Thread: index scan on =, but not < ?

index scan on =, but not < ?

From
"Rick Schumeyer"
Date:

I have two index questions.  The first is about an issue that has been recently discussed,

and I just wanted to be sure of my understanding.  Functions like count(), max(), etc. will

use sequential scans instead of index scans because the index doesn’t know which rows

are actually visible…is this correct?

 

Second:

 

I created an index in a table with over 10 million rows.

The index is on field x, which is a double.

 

The following command, as I expected, results in an index scan:

 

=# explain select * from data where x = 0;

                               QUERY PLAN

-------------------------------------------------------------------------

 Index Scan using data_x_ix on data  (cost=0.00..78.25 rows=19 width=34)

   Index Cond: (x = 0::double precision)

(2 rows)

 

 

But this command, in which the only difference if > instead of =, is a sequential scan.

 

=# explain select * from data where x > 0;

                            QUERY PLAN

------------------------------------------------------------------

 Seq Scan on data  (cost=0.00..1722605.20 rows=62350411 width=34)

   Filter: (x > 0::double precision)

(2 rows)

 

Why is this?

(This is with pg 8.0.1 on a PC running FC3 with 1GB ram…if it matters)

Re: index scan on =, but not < ?

From
Thomas F.O'Connell
Date:
Your hypothesis about index usage of count() and max() is correct.
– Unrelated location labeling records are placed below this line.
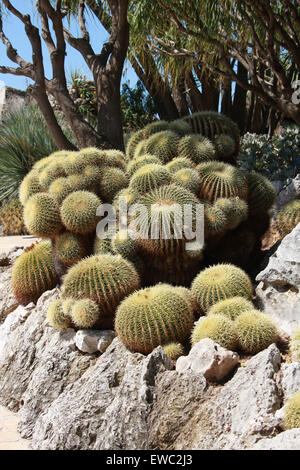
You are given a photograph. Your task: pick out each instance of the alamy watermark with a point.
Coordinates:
(160, 221)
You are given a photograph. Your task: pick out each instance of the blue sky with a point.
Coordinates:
(14, 30)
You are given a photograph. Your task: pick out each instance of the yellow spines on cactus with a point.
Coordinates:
(173, 350)
(163, 145)
(137, 162)
(218, 328)
(84, 313)
(288, 217)
(197, 148)
(261, 193)
(255, 330)
(106, 279)
(112, 181)
(149, 177)
(78, 212)
(41, 216)
(69, 247)
(60, 189)
(57, 317)
(292, 412)
(153, 316)
(220, 282)
(188, 179)
(33, 273)
(231, 307)
(221, 180)
(29, 186)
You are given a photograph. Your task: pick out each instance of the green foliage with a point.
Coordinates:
(288, 217)
(153, 316)
(218, 328)
(292, 412)
(231, 307)
(24, 139)
(220, 282)
(33, 273)
(276, 158)
(255, 330)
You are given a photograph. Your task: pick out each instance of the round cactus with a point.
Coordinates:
(150, 177)
(220, 282)
(41, 216)
(220, 179)
(218, 328)
(179, 163)
(138, 162)
(57, 317)
(78, 212)
(33, 273)
(112, 181)
(231, 307)
(292, 412)
(29, 186)
(188, 179)
(225, 147)
(106, 279)
(197, 148)
(163, 145)
(173, 350)
(69, 248)
(255, 330)
(151, 317)
(60, 189)
(84, 313)
(288, 217)
(261, 194)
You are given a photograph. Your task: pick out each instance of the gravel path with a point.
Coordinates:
(10, 439)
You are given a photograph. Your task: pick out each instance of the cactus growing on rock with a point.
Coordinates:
(288, 217)
(220, 282)
(153, 316)
(218, 328)
(255, 330)
(33, 273)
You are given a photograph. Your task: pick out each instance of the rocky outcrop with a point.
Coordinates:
(279, 283)
(210, 359)
(108, 407)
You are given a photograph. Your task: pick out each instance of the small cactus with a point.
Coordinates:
(220, 282)
(218, 328)
(292, 412)
(255, 330)
(153, 316)
(33, 273)
(231, 307)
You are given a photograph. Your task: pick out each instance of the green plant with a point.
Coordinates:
(57, 317)
(218, 328)
(105, 279)
(149, 177)
(255, 330)
(220, 282)
(231, 307)
(261, 193)
(153, 316)
(24, 139)
(292, 412)
(288, 217)
(84, 313)
(197, 148)
(173, 350)
(78, 212)
(219, 180)
(41, 216)
(33, 273)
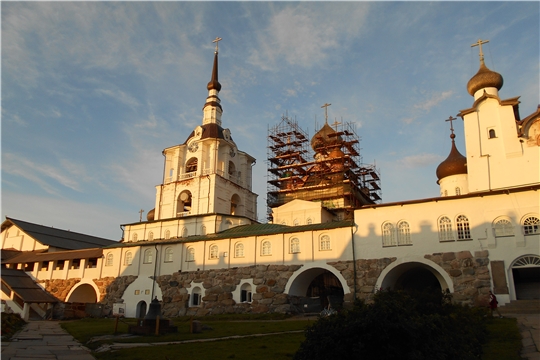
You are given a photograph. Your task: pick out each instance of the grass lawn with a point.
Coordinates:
(503, 342)
(85, 329)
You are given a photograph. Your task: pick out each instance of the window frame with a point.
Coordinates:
(325, 243)
(531, 225)
(388, 231)
(445, 229)
(239, 250)
(169, 254)
(463, 228)
(109, 259)
(294, 245)
(148, 256)
(403, 233)
(213, 252)
(266, 248)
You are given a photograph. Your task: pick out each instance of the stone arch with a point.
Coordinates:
(316, 285)
(299, 281)
(398, 273)
(83, 292)
(524, 274)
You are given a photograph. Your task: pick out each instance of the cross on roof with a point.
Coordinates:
(325, 106)
(217, 40)
(479, 44)
(450, 118)
(335, 124)
(140, 215)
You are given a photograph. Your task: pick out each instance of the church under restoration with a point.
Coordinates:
(330, 238)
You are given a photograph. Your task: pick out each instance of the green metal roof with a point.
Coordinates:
(242, 231)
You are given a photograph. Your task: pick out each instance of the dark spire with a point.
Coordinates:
(214, 83)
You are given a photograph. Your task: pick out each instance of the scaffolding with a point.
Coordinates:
(329, 171)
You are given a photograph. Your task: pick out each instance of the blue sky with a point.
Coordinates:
(92, 92)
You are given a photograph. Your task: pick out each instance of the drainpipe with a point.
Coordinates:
(155, 270)
(354, 258)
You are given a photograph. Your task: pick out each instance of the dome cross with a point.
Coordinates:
(479, 44)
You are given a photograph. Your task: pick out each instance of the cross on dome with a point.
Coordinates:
(217, 40)
(479, 44)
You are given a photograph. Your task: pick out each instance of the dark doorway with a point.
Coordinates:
(327, 288)
(141, 309)
(418, 279)
(527, 283)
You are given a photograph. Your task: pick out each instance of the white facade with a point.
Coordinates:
(205, 212)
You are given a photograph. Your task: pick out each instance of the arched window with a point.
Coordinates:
(183, 204)
(445, 229)
(266, 248)
(128, 259)
(109, 260)
(295, 246)
(239, 250)
(214, 252)
(503, 227)
(531, 225)
(404, 233)
(245, 293)
(235, 202)
(325, 243)
(190, 254)
(463, 229)
(148, 256)
(232, 170)
(169, 254)
(388, 234)
(191, 165)
(196, 298)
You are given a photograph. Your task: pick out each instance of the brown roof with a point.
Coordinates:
(58, 238)
(36, 256)
(23, 285)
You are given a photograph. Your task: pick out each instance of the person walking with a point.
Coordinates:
(493, 304)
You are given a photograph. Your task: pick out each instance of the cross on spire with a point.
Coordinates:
(479, 44)
(217, 40)
(325, 106)
(140, 215)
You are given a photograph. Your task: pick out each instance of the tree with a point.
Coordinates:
(398, 325)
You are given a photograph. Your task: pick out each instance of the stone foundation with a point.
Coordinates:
(470, 275)
(367, 273)
(218, 285)
(112, 289)
(59, 288)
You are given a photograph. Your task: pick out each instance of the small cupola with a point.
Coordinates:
(455, 163)
(484, 78)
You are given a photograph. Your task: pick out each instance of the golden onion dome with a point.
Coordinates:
(454, 164)
(324, 137)
(484, 78)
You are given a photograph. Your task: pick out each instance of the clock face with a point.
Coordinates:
(193, 146)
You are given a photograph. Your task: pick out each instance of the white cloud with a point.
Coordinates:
(434, 100)
(303, 36)
(420, 160)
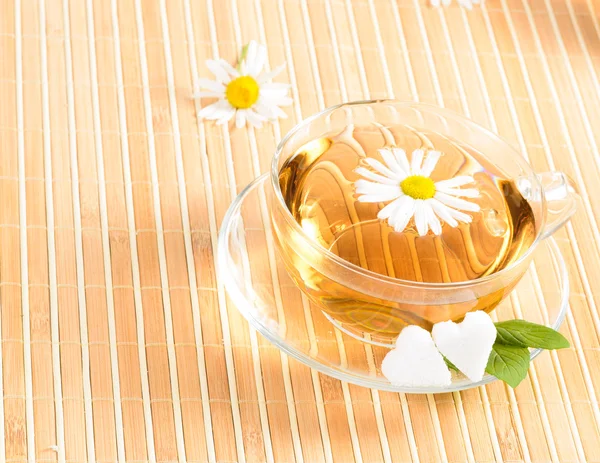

As for why you see index usage in your first example query and not your
second: compare the number of rows in question. An index is extremely
useful if 19 rows will be returned. But when 62350411 rows will be
returned, you're talking about a substantial fraction of the table. A
sequential scan will probably correctly be judged to be faster by the
planner.

-tfo

--
Thomas F. O'Connell
Co-Founder, Information Architect
Sitening, LLC
http://www.sitening.com/
110 30th Avenue North, Suite 6
Nashville, TN 37203-6320
615-260-0005

On Mar 8, 2005, at 12:35 PM, Rick Schumeyer wrote:

> I have two index questions.  The first is about an issue that has been
> recently discussed,
> and I just wanted to be sure of my understanding.  Functions like
> count(), max(), etc. will
> use sequential scans instead of index scans because the index doesn’t
> know which rows
> are actually visible…is this correct?
>
>  
>
> Second:
>
>  
>
> I created an index in a table with over 10 million rows.
> The index is on field x, which is a double.
>
> The following command, as I expected, results in an index scan:
>
> =# explain select * from data where x = 0;
>
>                                QUERY PLAN
>
> -----------------------------------------------------------------------
> --
>  Index Scan using data_x_ix on data  (cost=0.00..78.25 rows=19
> width=34)
>    Index Cond: (x = 0::double precision)
> (2 rows)
>  
>
> But this command, in which the only difference if > instead of =, is a
> sequential scan.
>
>
> =# explain select * from data where x > 0;
>
>                             QUERY PLAN
>
> ------------------------------------------------------------------
>
>  Seq Scan on data  (cost=0.00..1722605.20 rows=62350411 width=34)
>    Filter: (x > 0::double precision)
> (2 rows)
>
> Why is this?
>
> (This is with pg 8.0.1 on a PC running FC3 with 1GB ram…if it matters)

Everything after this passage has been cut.